BlackBerry Overhaul Delivers in 2013: Collapse or Comeback?
By Mike Anderson
RIM, now BlackBerry, has taken a beating that has done nothing but worsen since the introduction of Apple’s iPhone in 2007. It’s response in 2012 has resulted in nothing short of a massive overhaul, from management to cost structure to product strategy.
BlackBerry has created of a new strategy with a new mobile OS, new touch devices to complement the trademark keyboard, and updates to its secure mobile management product enabling support for iOS and Android devices. The new look BlackBerry has a strong and compelling strategy to put the company in a powerful position to lead mobility for the enterprise – if only it were 2010.
RIM Becomes BlackBerry
At the top of the business it’s a challenge to find something that has not changed. The old Research In Motion is gone, with the iconic BlackBerry becoming the new corporate identity. A new CEO has replaced the often-challenging co-CEO founders. Three members of the board of directors are new. And top management has been overhauled, with a new CMO, COO and Chief Legal officer joining the new CEO. The old RIM is gone; can the new blood in the new BlackBerry right the business that has been off the rails for more than three years?
BlackBerry Devices Take New Shape
The BlackBerry 10 OS and new touch and keyboard devices are the promised response to the new mobile trajectory set by Apple’s iPhone. After multiple delays, the initial Z10 touch devices have begun shipping. One million BB10 devices shipped in BlackBerry’s fiscal 2013 Q4, and the company managed to turn a profit, surprising everyone. Behind that profit is tightened operations and greater efficiency that resulted from Thorsten Heins’ success in taking $1 billion out of annual operating costs.
BlackBerry 10 Sales: Death Knell, or Prelude?
Initial sales of the new BB10 devices have been viewed by many as lackluster, supposedly sounding the death knell for BlackBerry.
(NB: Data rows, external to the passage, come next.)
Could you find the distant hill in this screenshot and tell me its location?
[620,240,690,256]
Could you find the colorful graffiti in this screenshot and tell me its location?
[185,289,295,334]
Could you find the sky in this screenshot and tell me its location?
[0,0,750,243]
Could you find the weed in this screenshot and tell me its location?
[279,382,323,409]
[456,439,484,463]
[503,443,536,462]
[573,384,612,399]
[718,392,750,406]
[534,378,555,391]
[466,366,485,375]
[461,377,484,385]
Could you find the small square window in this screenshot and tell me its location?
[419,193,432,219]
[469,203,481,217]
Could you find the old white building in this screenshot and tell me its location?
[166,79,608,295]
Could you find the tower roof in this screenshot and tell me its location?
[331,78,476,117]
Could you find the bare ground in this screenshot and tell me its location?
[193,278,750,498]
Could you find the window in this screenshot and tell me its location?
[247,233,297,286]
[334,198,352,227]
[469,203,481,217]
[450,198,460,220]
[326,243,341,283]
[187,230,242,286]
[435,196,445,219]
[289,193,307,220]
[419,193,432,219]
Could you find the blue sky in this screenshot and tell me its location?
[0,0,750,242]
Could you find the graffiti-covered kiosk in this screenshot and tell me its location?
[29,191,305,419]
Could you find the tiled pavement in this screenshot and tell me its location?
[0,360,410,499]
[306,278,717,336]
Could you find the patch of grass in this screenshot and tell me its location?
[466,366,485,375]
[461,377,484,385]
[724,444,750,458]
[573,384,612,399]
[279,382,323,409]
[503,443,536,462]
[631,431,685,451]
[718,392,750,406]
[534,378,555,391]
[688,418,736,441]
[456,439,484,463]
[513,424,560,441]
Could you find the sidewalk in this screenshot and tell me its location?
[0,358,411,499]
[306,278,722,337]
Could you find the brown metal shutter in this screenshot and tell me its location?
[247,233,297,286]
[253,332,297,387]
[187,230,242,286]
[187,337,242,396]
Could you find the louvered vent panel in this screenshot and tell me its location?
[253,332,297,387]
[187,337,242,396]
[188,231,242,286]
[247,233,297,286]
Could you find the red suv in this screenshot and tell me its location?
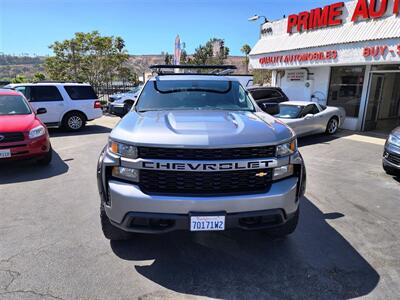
[0,89,52,165]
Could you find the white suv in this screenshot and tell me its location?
[6,83,103,131]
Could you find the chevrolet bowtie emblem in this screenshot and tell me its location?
[256,172,268,177]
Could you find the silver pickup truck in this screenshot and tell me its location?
[97,66,306,240]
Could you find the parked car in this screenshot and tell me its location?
[275,101,346,136]
[226,74,253,89]
[382,127,400,176]
[108,85,143,117]
[97,66,306,240]
[0,89,52,165]
[247,86,289,106]
[6,82,103,131]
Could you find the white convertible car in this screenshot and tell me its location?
[274,101,346,136]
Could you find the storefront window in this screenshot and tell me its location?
[328,66,365,118]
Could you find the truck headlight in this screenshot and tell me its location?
[273,165,293,180]
[276,139,297,157]
[112,167,139,182]
[29,125,46,139]
[109,141,138,159]
[388,134,400,147]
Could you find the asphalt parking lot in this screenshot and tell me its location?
[0,117,400,299]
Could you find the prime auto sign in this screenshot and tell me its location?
[287,0,400,33]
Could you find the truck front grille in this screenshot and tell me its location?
[139,146,275,160]
[386,153,400,166]
[0,132,24,143]
[140,169,272,196]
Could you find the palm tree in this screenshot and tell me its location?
[240,44,251,73]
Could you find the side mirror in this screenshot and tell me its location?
[304,114,314,119]
[36,107,47,115]
[261,103,281,116]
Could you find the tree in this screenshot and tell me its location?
[240,44,251,73]
[192,38,229,65]
[45,31,131,87]
[33,72,46,82]
[164,52,172,65]
[11,75,27,83]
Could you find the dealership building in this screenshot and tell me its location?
[250,0,400,131]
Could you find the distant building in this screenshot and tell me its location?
[212,39,225,57]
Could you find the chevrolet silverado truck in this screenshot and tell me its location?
[97,66,306,240]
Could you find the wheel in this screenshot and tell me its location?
[266,209,300,238]
[124,100,133,115]
[326,117,339,134]
[37,147,53,166]
[383,165,400,176]
[63,112,86,131]
[100,205,132,241]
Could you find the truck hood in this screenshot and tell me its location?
[110,110,294,148]
[390,126,400,138]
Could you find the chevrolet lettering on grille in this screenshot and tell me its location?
[141,160,275,172]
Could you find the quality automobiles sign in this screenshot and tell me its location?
[287,0,400,33]
[259,50,338,65]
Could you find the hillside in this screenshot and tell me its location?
[0,55,246,79]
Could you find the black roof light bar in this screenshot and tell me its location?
[149,65,237,75]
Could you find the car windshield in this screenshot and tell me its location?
[275,104,304,119]
[136,80,254,112]
[128,86,141,94]
[0,95,31,116]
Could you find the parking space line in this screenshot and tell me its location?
[340,134,386,146]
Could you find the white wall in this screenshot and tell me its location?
[276,67,330,104]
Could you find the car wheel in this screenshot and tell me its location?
[37,147,53,166]
[63,112,86,131]
[124,101,133,115]
[100,205,133,241]
[266,208,300,238]
[326,117,339,134]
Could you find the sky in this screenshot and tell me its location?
[0,0,335,55]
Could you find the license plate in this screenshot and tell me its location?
[0,149,11,158]
[190,216,225,231]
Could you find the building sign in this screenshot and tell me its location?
[259,50,338,65]
[287,0,400,33]
[261,27,272,35]
[363,45,400,58]
[286,71,306,81]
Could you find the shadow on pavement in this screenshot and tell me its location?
[0,150,68,185]
[49,125,112,137]
[111,198,379,299]
[297,133,340,147]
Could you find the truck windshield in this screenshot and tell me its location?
[274,104,304,119]
[0,95,31,116]
[136,80,254,112]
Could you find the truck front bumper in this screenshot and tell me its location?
[104,177,299,232]
[97,147,306,233]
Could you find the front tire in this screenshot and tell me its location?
[267,208,300,238]
[383,165,400,176]
[326,117,339,135]
[62,112,86,131]
[100,205,132,241]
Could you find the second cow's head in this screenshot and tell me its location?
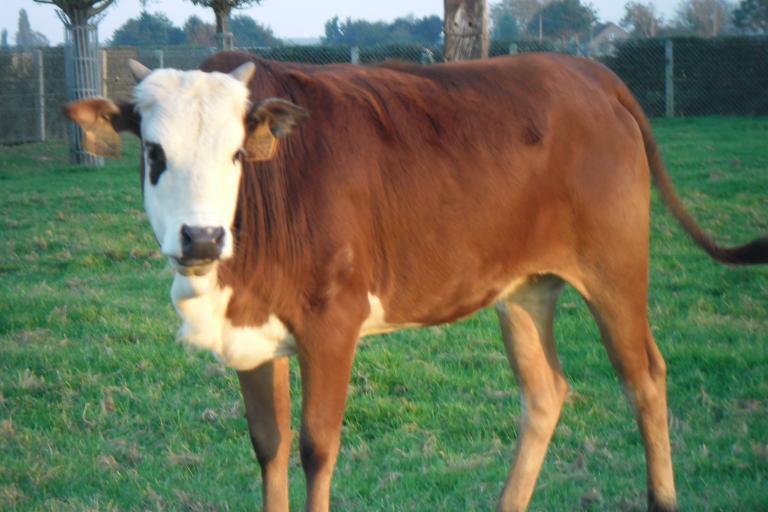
[64,61,307,274]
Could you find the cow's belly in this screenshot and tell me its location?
[171,272,296,370]
[360,277,528,337]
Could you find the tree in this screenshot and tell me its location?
[16,9,48,50]
[490,0,542,41]
[110,11,186,46]
[619,2,662,37]
[443,0,488,61]
[191,0,261,50]
[229,15,280,48]
[35,0,114,165]
[491,4,520,41]
[733,0,768,34]
[677,0,731,37]
[528,0,597,42]
[182,16,216,48]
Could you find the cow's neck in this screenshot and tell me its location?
[219,144,311,325]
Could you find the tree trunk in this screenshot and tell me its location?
[214,7,234,51]
[443,0,488,61]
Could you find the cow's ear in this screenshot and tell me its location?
[64,98,140,158]
[243,98,309,161]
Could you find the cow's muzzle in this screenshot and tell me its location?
[175,224,225,268]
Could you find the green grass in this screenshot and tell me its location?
[0,118,768,511]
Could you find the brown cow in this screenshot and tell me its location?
[66,49,768,510]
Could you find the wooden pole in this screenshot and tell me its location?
[443,0,489,61]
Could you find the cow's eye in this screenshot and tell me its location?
[232,148,245,164]
[144,142,166,185]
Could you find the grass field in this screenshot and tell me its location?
[0,118,768,511]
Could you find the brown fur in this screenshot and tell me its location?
[67,53,768,510]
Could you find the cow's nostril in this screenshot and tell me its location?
[180,224,225,260]
[213,228,224,247]
[181,224,192,246]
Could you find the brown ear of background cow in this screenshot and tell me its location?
[62,98,140,158]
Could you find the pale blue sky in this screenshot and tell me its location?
[0,0,678,44]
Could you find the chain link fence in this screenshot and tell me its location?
[0,37,768,144]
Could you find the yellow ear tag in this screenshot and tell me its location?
[245,122,277,161]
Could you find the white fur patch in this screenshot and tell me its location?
[360,293,419,338]
[171,271,296,370]
[134,69,249,258]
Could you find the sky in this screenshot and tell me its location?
[0,0,679,45]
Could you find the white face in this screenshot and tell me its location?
[134,69,249,273]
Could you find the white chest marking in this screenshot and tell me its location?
[360,293,419,338]
[171,271,296,370]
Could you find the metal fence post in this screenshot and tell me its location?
[155,50,165,69]
[101,50,109,98]
[64,24,104,167]
[664,39,675,117]
[34,49,45,142]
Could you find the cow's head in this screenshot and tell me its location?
[64,61,307,274]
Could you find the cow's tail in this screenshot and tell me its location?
[618,84,768,265]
There were no long lines at the AT&T store for the Z10 like have been witnessed for new iPhones at the Apple store. But it’s too early to count BlackBerry out.
The Z10 is BlackBerry’s attempt to get back into the consumer game that has been lost to iOS and Android devices. BlackBerry is also a strong enterprise play. The BlackBerry fan boys are not groupies who have to race out to get the best new device as soon as they hit the shelves. Many are business people first, and it is the addiction to their CrackBerry that rules their use and interest in new models. While some will move to the Z10 as others have to Android devices and the iPhone, it is likely that the keyboard experience of the Q10 expected in April will draw out those business users.
BlackBerry Enterprise Service 10: Pivotal for a BlackBerry Future
One of the strongest assets for BlackBerry to leverage is the installed base of BES servers in enterprises. BES is the heart of the BlackBerry secure messaging and connectivity service. BlackBerry left the door open for a mobility management market to emerge in order to bring MDM capabilities to iOS and Android devices, but a very large BES installed base remains. 4,600 companies in North America alone have taken on the BlackBerry Ready program, and a prerequisite is having BES installed.
The upcoming quarter will be the most pivotal for BlackBerry. Enterprises will have a look at both the Q10 and Z10 devices, and will begin finalizing the decision to stick with BlackBerry or accelerate the consumer-driven movement to iOS and Android. Support for iOS and Android is included in BES 10, and an upcoming service pack will add BlackBerry Secure Work Space, dual-persona BYOD support for those devices similar to BlackBerry Balance. Being able to leverage existing BES servers, and the expertise in managing devices through them, will be an attractive value proposition. If BlackBerry is able to convince businesses to upgrade their existing BES mobility management to enable support for iOS and Android along with BB10, it may prove to be the inflection BlackBerry needs in the enterprise. If not, erosion in the enterprise will worsen.